How to customize your child…theme

Time for a quick post and tip about WordPress Theme development! You can ramp up the speed and effectiveness of your customizations for third-party themes by using the get_stylesheet_uri(); function in a child theme.

Designers sometimes start with an existing theme from an established resource like Woothemes, but then have multiple ways they’d like to change its style and function.   If you are a WordPress developer you have probably encountered child themes, or what has described as “the safest and easiest way to modify an existing theme.” Child themes allow for seamless updates to parent theme filesystems by adding another layer to the WordPress template hierarchy.

This means that modifying PHP templates in a child theme is fairly easy – essentially copying them to the child directory – once the main style.css sheet has been correctly configured (more on setting up a child in general).  But things get a tad more complicated when functions and styles exist outside of this required style.css or the PHP template files.

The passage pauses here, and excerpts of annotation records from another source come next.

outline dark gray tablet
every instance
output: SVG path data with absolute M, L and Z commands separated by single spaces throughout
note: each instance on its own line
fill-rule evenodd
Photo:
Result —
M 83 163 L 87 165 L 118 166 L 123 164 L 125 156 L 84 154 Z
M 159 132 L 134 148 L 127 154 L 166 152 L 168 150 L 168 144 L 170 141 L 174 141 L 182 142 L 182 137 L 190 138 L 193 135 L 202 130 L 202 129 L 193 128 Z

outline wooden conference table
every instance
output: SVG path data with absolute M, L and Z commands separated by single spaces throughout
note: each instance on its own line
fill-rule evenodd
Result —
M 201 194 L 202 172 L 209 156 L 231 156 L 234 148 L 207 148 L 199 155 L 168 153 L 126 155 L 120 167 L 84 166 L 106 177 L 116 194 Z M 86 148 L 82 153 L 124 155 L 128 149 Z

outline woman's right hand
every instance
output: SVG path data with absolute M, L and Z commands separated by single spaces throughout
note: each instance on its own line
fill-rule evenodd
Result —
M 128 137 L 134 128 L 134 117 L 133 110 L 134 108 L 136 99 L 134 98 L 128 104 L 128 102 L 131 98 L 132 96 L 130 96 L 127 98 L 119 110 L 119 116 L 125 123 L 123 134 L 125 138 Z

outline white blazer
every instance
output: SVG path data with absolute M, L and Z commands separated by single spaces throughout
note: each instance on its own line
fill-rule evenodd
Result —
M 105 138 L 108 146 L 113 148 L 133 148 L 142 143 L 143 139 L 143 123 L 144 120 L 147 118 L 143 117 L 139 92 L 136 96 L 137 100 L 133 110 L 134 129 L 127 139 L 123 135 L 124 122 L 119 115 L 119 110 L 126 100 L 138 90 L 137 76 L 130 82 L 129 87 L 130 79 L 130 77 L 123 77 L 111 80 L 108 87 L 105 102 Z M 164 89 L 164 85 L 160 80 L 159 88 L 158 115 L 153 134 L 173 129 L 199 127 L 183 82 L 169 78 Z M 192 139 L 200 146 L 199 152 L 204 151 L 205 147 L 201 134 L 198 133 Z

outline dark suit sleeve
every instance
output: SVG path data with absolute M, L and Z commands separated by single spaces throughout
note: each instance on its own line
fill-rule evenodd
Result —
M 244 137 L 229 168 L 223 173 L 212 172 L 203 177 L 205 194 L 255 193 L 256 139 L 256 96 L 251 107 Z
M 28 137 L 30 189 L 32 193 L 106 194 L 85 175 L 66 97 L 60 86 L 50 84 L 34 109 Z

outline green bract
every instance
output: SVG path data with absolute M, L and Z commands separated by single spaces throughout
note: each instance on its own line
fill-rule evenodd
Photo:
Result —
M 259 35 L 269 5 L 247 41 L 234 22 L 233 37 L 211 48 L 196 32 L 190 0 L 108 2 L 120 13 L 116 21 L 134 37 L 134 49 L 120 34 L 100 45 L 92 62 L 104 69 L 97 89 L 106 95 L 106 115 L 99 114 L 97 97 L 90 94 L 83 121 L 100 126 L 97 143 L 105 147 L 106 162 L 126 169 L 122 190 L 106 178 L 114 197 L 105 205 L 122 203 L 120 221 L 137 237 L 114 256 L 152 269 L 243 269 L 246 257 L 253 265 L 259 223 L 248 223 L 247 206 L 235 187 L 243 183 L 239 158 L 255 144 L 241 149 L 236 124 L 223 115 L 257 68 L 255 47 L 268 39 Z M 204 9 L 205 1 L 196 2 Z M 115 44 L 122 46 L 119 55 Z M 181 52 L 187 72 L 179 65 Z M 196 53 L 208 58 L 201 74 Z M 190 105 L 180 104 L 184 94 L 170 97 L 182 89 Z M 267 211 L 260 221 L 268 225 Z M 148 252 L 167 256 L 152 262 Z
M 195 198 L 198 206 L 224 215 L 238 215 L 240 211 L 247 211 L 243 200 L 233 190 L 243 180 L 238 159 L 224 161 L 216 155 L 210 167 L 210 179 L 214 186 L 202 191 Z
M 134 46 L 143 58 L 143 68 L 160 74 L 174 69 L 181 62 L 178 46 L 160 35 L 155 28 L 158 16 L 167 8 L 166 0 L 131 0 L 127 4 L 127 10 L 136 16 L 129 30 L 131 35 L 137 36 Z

Many theme developers include other stylesheets or javascript into their themes for a variety of reasons – to decrease loading times for style.css, general organization, to maintain an intuitive filesystem, and of course in the case of javascript to perform client side functions in the browser.  Oftentimes, these files are called up in the theme’s functions.php file(s) by using something like:

<?php  function my_scripts_method() {  	wp_enqueue_script(  		'custom_script',  		get_template_directory_uri() . '/js/custom_script.js',  		array('jquery')  	);  }  add_action('wp_enqueue_scripts', 'my_scripts_method');  ?>

The important line being the get_template_directory_uri() which looks for the parent template directory and will always bypass the child theme. In order to load custom_script.js that you have modified or customized in the child theme js directory, you need to copy this PHP statement to your child functions.php and replace get_template_directory_uri() with get_stylesheet_directory_uri(). If all is set up correctly, your child theme’s style.css is being used – so the function will reference the the child stylesheet, and the directory it’s in for /js/custom_script.js, not the parent version.

Voila! You can now customize even more of the theme to your heart’s content without having to touch the parent and/or worry about upgrade compatibility in the future.